Kapitel 3
Mir war schon immer klar gewesen, dass Prinz Aramis gut aussehen musste. Schließlich wurde das irgendwie erwartet und Erwartungen mussten von der Königsfamilie weitesgehend erfüllt werden.
Aber als ich an dem Abend der Verkündung gemeinsam mit meiner Mutter bei Adiras Familie im Wohnzimmer saß und das erste Mal seit mehreren Jahren wieder den Report schaute, war ich zugegebenermaßen überraschter als erwartet.
Er sah wirklich unverschämt gut aus mit seinem braunen Haar und den hellen Augen, die das Licht perfekt auffingen.
Adira konnte neben mir kaum ihre Aufregung zurückhalten. Wie besessen starrte sie den Bildschirm an, kaute dabei nervös auf ihrer Unterlippe herum und fuhr sich ständig durch das goldene Haar.
"Hast du dir schon einmal vorgestellt, wie es sein würde, Ella?

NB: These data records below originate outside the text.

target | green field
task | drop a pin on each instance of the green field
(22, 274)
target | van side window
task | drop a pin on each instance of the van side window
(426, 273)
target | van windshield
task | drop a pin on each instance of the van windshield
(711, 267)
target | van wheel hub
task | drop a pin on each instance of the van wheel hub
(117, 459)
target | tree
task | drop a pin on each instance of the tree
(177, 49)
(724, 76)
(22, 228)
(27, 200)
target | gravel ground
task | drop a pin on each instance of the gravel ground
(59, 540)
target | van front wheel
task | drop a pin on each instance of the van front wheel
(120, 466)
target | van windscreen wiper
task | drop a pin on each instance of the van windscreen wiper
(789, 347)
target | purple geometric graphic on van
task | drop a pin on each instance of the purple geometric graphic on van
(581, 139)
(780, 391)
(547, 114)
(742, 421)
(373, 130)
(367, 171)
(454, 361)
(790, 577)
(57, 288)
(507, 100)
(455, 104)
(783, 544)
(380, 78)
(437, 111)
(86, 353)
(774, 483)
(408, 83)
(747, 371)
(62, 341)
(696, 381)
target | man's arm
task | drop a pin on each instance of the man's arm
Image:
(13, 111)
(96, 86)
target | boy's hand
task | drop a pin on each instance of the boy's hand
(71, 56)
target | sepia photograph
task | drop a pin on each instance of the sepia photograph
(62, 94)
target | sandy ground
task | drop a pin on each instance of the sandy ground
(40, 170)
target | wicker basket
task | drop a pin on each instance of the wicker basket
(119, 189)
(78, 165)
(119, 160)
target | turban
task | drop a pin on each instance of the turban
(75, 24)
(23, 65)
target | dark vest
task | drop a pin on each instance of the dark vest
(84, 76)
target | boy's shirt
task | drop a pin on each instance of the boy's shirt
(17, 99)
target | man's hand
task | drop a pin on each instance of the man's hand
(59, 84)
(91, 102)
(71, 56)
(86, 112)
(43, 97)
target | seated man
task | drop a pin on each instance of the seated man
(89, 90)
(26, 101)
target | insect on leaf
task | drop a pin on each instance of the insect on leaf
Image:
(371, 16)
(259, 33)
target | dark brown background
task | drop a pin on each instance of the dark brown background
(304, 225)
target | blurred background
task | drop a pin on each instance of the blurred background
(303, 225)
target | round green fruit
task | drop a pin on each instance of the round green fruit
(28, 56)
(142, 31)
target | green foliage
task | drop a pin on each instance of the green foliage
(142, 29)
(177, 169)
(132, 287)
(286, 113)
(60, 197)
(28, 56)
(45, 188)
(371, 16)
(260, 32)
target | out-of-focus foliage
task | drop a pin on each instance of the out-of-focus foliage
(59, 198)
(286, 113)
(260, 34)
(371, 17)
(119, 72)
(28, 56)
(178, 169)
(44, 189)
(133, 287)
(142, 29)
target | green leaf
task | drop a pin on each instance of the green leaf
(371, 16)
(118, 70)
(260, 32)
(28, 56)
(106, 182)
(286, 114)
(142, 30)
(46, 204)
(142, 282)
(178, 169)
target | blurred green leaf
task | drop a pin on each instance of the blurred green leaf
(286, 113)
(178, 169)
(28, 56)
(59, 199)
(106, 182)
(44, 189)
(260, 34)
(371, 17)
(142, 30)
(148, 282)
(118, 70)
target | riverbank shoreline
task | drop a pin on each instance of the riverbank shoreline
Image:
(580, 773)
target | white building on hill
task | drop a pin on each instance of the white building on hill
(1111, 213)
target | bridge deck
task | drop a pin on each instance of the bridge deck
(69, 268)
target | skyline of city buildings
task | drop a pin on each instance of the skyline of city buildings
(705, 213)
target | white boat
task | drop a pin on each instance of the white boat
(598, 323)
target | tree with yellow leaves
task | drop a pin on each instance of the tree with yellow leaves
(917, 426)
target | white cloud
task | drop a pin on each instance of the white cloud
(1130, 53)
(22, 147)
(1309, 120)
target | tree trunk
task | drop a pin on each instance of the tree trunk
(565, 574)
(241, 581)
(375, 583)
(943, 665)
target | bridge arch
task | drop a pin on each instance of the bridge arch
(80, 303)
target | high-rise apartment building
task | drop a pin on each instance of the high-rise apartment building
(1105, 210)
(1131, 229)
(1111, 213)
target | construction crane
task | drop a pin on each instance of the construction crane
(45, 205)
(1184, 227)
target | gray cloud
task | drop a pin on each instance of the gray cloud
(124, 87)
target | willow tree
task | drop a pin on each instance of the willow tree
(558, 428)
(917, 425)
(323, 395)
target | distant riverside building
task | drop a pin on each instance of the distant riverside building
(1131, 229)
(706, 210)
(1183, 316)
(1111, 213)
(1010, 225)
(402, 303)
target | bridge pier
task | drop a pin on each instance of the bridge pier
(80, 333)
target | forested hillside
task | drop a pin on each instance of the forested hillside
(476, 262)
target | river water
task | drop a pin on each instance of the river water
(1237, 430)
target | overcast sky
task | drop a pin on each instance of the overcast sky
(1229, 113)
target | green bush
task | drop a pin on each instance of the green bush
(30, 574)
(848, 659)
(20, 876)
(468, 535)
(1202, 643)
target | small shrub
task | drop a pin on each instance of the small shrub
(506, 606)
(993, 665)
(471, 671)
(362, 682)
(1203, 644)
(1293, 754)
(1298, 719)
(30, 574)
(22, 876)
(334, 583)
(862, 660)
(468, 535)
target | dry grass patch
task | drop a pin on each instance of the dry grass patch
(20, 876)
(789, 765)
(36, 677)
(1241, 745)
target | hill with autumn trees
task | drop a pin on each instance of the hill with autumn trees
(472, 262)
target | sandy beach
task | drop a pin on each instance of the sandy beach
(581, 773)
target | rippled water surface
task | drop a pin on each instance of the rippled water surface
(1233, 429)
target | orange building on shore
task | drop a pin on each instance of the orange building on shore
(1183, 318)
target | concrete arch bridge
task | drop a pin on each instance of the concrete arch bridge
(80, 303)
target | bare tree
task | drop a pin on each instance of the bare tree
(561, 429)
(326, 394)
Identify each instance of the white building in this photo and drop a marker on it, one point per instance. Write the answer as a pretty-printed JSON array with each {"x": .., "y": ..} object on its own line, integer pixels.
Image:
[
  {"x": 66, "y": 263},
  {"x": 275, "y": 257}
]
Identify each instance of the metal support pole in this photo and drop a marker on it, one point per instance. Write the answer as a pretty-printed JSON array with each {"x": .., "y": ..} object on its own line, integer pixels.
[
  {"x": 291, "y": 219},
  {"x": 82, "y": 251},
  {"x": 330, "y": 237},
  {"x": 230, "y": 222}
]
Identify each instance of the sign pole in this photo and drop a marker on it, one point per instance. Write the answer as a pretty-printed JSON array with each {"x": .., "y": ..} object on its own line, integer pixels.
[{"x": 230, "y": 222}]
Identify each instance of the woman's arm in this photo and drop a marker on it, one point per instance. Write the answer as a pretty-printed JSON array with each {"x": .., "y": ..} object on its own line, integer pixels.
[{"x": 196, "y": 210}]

Ich meine, im Palast zu leben."
"Nein." erwiderte ich. "Das wäre Zeitverschwendung."
Adira seufzte auf. "Du bist immer so pessimistisch."
"Realistisch." korrigierte ich sie. "Für mich ist diese Vorstellung unrealistisch."
"So ein Quatsch."
Ich schwieg. Die letzten Tage hatte ich jede freie Minute damit verbracht über die Selection nachzudenken. Über meine nicht vorhandenen Chancen. Und über den kleinen Hoffnungsschimmer, der immer noch in mir lebte.
Doch mit jeder Sekunde war dieser Schimmer kleiner und kleiner geworden und die ganze Situation erschien mir sinnloser und sinnloser. Nicht selten hatte ich mich insgeheim gefragt, warum ich mich überhaupt angemeldet hatte, warum ich diesen Hoffnungsschimmer überhaupt erst aufflammen lassen hatte. Nicht nur für mich, sondern auch für Mum.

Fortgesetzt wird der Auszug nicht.